Thursday, March 31, 2011

Supreme Court reverses single-incidentBrady violation case

The New York Times reported yesterday that "The Supreme Court had reversed a $14 million jury award in favor of a former death row inmate who had finally been aquitted & freed after prosecutorial misconduct came to light."


In early 1985, John Thompson was charged with the murder of Raymond T. Liuzza, Jr. in New Orleans. Publicity following the murder charge led the victims of an unrelated armed robbery to identify Thompson as their attacker, and he was also charged with that crime.

As part of the robbery investigation a blood test was ran on a stain on one of the victims' pants, the results being returned to the prosecutor's office two days before trial, but never being forwarded to Thompson's attorney. That evidence wasn't introduced at trial, and he was found guilty & convicted.

A few weeks later, Thompson was then tried for the Liuzza murder. Because of the armed robbery conviction, he did not testify in his own defense, and was subsequently convicted and sentenced to death for that crime.

In the 14 years following Thompson's murder conviction, state and federal courts reviewed and denied his challenges to the conviction and sentence; the State scheduling his execution for May 20, 1999.

Then in late April 1999, a private investigator doing research on a habeas action for Thompson discovered the crime lab report from the armed robbery investigation in the files of the New Orleans Police Crime Laboratory. Thompson was tested and found to have blood type O, proving that the blood on the swatch was not his. His attorneys presented this evidence to the district attorney's office, which, in turn, moved to stay the execution and vacate Thompson's armed robbery conviction. The Louisiana Court of Appeals then reversed Thompson’s murder conviction, concluding that the armed robbery conviction unconstitutionally deprived Thompson of his right to testify in his own defense at the murder trial.

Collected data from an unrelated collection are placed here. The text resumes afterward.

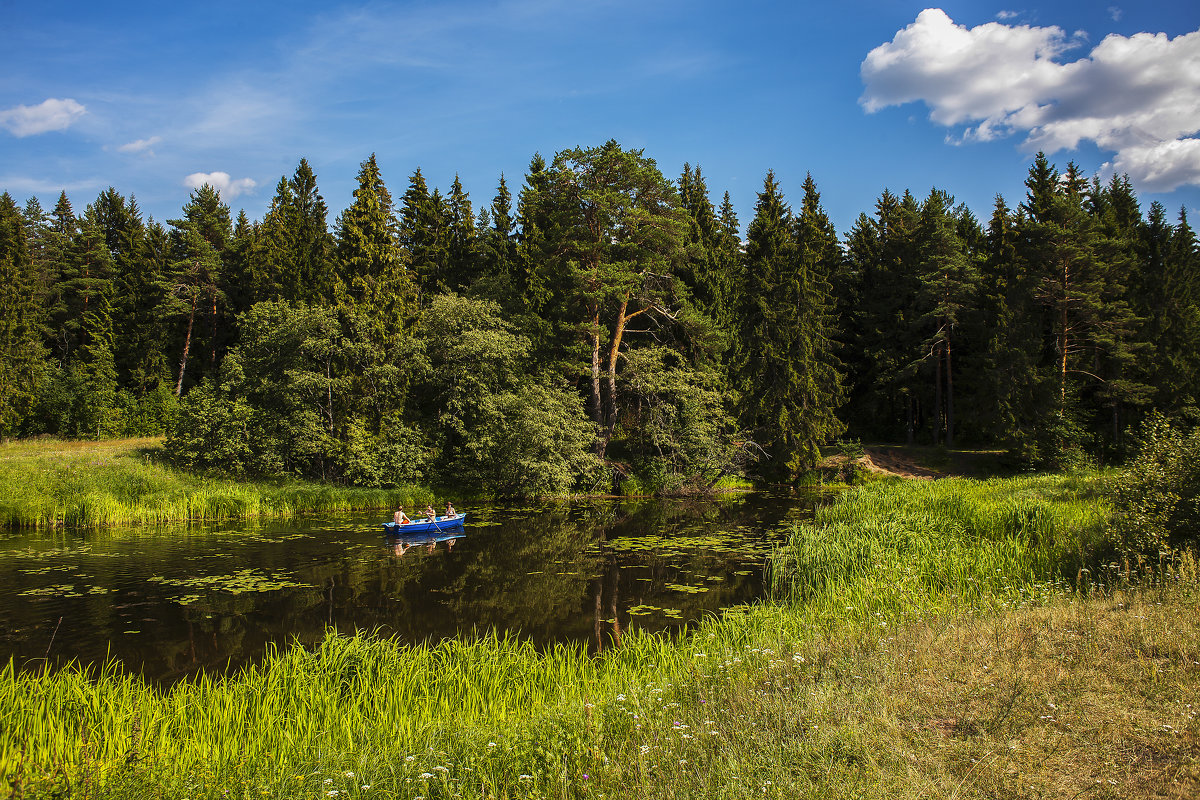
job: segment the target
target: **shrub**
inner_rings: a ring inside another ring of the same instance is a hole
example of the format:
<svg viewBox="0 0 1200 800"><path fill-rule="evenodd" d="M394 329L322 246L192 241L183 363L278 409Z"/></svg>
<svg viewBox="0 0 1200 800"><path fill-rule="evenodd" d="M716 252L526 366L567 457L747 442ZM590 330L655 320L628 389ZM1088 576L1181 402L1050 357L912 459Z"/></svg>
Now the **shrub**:
<svg viewBox="0 0 1200 800"><path fill-rule="evenodd" d="M1184 434L1154 414L1137 439L1137 457L1112 492L1116 528L1124 555L1156 556L1198 535L1200 430Z"/></svg>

Re-tried in 2003, he was found not guilty.

Thompson subsequently sued the district attorney's office, prosecutors, and others involved in the trial, alleging that their conduct caused him to be wrongfully convicted, incarcerated for 18 years, and nearly executed. The only claim that proceeded to trial, the case shows, was Thompson’s claim under§1983 that the district attorney’s office had violated Brady by failing to disclose the crime lab report in his armed robbery trial. A jury awarded Thompson $14 million in damages, with the District Court adding more than $1million in attorney’s fees and costs.

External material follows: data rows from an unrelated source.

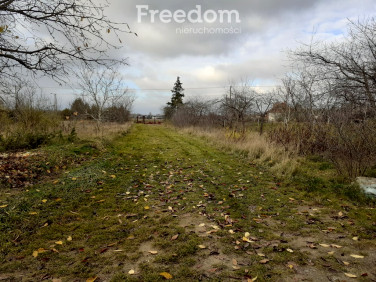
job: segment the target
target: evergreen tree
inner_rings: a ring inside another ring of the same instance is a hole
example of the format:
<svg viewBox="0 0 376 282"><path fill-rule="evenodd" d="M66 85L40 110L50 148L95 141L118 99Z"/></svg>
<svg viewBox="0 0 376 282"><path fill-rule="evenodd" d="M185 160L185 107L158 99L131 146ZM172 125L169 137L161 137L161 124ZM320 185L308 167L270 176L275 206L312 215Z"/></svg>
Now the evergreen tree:
<svg viewBox="0 0 376 282"><path fill-rule="evenodd" d="M167 107L164 108L165 116L167 119L172 118L172 115L175 113L176 109L183 105L184 98L184 88L183 84L180 82L180 77L177 78L174 88L171 90L172 97L171 102L167 103Z"/></svg>

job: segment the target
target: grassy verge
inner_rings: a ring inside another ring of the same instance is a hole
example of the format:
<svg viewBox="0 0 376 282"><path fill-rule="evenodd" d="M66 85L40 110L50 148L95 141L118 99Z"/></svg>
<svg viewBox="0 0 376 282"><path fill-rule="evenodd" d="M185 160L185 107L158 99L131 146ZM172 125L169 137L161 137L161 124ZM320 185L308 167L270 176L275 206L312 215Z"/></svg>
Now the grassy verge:
<svg viewBox="0 0 376 282"><path fill-rule="evenodd" d="M289 181L241 152L135 125L59 179L3 193L1 277L375 279L373 203Z"/></svg>

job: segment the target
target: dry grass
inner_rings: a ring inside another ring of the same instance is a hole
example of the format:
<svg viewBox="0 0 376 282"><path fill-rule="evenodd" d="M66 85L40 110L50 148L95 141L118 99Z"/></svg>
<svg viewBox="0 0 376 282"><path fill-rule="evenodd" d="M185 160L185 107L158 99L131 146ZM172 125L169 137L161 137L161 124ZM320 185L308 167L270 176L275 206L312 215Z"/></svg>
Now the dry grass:
<svg viewBox="0 0 376 282"><path fill-rule="evenodd" d="M271 172L277 176L289 176L299 166L300 158L295 150L286 151L282 146L270 143L265 136L260 136L257 132L247 132L244 138L233 138L224 129L188 127L181 131L206 138L209 142L231 151L245 152L253 162L267 164Z"/></svg>
<svg viewBox="0 0 376 282"><path fill-rule="evenodd" d="M127 122L124 124L106 122L101 125L99 131L97 129L97 123L95 121L88 120L64 121L61 126L64 135L70 134L72 129L75 128L77 137L80 139L111 139L118 133L127 132L131 128L132 122Z"/></svg>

The Fifth Circuit affirmed on appeal.

In its decision Tuesday, a divided Supreme Court said "A district attorney’s office may not be held liable under §1983 for failure to train its prosecutors based on a single Brady violation… it does not follow that, because Brady has gray areas and some Brady decisions are dif-ficult, prosecutors will so obviously make wrong decisions that failingto train them amounts, as it must, to “a decision by the city itself to violate the Constitution."